Ульяна Федоровна кивнула. Это полностью соответствовало ее представлениям о жизни Тристана.
– Мама с отличием закончила сначала музыкальное училище, а потом Гнесинский институт. Дирижерско-хоровое отделение. В свое время поездила по миру. Еще при той власти, при советской. У них был замечательный хор, она пела в альтах, – важно сказал Ваня. – Говорит, что это были лучшие времена в ее жизни. Тогда она и с папой познакомилась.
– С военным летчиком, – опять съязвил Телятин.
– Да, он был летчик! Мама сказала, что он погиб во время тренировочного полета. Но теперь я подозреваю, что она меня обманула. Нам с сестрой говорила, что дает частные уроки детям из обеспеченных семей. Преподает им сольфеджио и музыкальную литературу. А тут Кристина стала вдруг хвастаться своей кухаркой. У мамы редкое имя: Гликерья. Да еще и отчество Ильинична. И готовит она – пальчики оближешь! Таких совпадений просто не бывает. Я вдруг понял, что мама мне врала. Она вовсе не сольфеджио преподает. Она просто кухарка. Ходит по домам, готовит, моет посуду.

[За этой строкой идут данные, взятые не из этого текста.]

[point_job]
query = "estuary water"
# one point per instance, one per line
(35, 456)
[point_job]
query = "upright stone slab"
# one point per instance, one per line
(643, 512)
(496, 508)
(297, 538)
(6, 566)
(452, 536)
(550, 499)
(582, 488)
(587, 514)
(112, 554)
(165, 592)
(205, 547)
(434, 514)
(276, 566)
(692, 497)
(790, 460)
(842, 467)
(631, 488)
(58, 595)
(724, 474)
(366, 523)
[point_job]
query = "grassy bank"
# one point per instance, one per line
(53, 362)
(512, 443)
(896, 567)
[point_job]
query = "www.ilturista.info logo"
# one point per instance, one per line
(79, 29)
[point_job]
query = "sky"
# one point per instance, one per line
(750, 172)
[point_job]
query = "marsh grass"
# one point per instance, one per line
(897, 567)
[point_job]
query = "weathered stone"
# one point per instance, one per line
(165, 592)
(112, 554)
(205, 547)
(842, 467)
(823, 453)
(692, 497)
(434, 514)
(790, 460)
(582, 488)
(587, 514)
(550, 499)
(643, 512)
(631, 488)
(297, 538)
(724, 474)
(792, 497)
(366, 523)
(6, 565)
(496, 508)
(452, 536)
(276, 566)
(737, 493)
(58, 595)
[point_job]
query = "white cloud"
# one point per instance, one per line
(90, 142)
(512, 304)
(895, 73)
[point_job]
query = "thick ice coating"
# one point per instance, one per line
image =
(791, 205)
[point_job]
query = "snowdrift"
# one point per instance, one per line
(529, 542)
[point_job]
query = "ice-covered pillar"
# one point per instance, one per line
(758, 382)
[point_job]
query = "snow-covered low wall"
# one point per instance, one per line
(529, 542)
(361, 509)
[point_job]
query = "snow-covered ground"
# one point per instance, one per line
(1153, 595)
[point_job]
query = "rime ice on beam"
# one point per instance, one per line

– Как можно быть таким наивным! – не удержалась Ульяна Федоровна. – В наше-то время!
– А сама? – подколол ее Телятин. – Ты же тоже его использовала. Не будь он таким наивным, тебе не удалось бы уговорить его убить меня.
– Да сколько можно твердить, что я не Тристан! – отчаянно закричал Ваня. – И я не мужа хотел убить! Эту ужасную женщину! Она оскорбила мою мать! Называла ее бомжихой! А мама хорошая. И очень красивая, – тихо добавил он.
– Вот с этого момента поподробнее, – велел Иван Петрович. – Итак, ты узнал, что твоя мать вовсе не сольфеджио преподает, а моет грязные тарелки в доме ужасной, как ты сказал, женщины, которая относится к ней, как к половой тряпке. Тебе не все равно, откуда берутся в семье деньги. А ведь с сегодняшнего дня твоя мать лишилась работы.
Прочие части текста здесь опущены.